Representantes da Prefeitura de Juazeiro eram aguardados no local, mas ninguém apareceu.

Preocupados com a situação da água que chega ao distrito de Juremal, zona rural de Juazeiro, os moradores se reuniram, na noite desta terça-feira (05), no Teatro Municipal, para discutir sobre as ações que devem ser tomadas.


Durante o encontro, o Professor Josué Nunes Ferreira, falou sobre este problema que está preocupando os moradores de Juremal e outros três povoados vizinhos.


A situação é grave e esperamos que a administração municipal resolva o problema. É só isso que queremos. A maioria dos moradores é carente é não tem condições de comprar todos os dias água mineral para beber, e muitas das pessoas estão deixando de comprar comida e medicamentos para ter um pouco do que beber em suas casas, enquanto isso, no final de cada mês, o recibo do SAAE chega para que as pessoas paguem as contas pelo consumo de uma água contaminada”, disse o professor Josué Nunes.


Temos um laudo da análise da água feita pelo SENAI e constatou a presença de coliformes totais o limite aceitável é ausência e fenóis acima do limite aceitável conforme portaria 05/2017, anexo XX potabilidade da água para consumo humano", acrescentou.

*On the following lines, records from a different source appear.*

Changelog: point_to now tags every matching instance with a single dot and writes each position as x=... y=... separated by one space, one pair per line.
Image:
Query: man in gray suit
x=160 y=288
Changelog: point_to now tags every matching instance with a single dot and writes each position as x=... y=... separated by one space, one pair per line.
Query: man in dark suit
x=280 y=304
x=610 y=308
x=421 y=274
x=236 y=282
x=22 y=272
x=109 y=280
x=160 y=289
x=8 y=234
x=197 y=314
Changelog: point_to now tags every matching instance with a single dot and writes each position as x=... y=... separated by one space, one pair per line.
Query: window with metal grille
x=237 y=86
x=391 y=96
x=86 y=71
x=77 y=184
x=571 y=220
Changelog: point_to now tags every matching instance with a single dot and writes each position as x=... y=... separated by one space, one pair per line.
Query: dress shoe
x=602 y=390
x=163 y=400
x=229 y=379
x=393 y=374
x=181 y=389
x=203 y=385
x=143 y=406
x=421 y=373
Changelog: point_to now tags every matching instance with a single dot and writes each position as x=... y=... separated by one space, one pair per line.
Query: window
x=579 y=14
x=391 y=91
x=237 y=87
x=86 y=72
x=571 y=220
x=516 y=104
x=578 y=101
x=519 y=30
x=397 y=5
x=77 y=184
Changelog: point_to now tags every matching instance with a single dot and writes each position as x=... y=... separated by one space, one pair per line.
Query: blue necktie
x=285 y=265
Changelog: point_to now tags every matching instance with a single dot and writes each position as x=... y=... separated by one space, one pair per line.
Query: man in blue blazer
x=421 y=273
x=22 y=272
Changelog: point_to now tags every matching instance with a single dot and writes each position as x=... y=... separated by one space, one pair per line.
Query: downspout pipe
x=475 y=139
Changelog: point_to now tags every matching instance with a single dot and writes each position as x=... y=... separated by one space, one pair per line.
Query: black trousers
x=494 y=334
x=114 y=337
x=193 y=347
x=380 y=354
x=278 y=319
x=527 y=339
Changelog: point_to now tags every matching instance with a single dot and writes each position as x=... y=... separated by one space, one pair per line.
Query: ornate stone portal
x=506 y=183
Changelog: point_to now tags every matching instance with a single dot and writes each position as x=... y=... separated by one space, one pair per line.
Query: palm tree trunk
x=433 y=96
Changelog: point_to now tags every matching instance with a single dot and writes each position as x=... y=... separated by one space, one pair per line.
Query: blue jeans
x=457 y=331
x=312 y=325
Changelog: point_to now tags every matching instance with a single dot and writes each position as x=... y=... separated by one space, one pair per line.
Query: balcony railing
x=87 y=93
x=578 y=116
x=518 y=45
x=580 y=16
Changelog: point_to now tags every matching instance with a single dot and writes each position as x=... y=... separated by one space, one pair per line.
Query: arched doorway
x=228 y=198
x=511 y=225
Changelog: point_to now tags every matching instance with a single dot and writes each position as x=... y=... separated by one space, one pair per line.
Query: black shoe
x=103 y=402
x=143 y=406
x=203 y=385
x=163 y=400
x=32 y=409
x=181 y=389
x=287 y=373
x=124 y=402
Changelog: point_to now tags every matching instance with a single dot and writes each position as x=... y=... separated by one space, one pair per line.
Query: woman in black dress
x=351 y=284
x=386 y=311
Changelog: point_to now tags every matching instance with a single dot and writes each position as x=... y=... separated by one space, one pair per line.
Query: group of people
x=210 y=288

A população aguardava a presença de representantes da gestão municipal na reunião, para debater o problema, mas nenhum representante foi ao local.


Insatisfeitos com este descaso, a comunidade de Juremal decidiu acionar a Justiça para que a situação possa ser resolvida: “Já como houve o desprezo aos moradores por parte do município, então a comunidade terminou sendo provocada por levar o caso à Justiça e ao Ministério Público”, declarou o Vereador Allan Jones (PTC), que estava presente na reunião.


O Vereador Charles Leal (PDT) também estava presente e foi além, propondo aos moradores que não façam o pagamento da conta mensal de água: “A comunidade deve pagar o que consome se a água estiver em boas condições, agora se for constatado que a água esteja imprópria para o consumo, ela não tem como pagar”.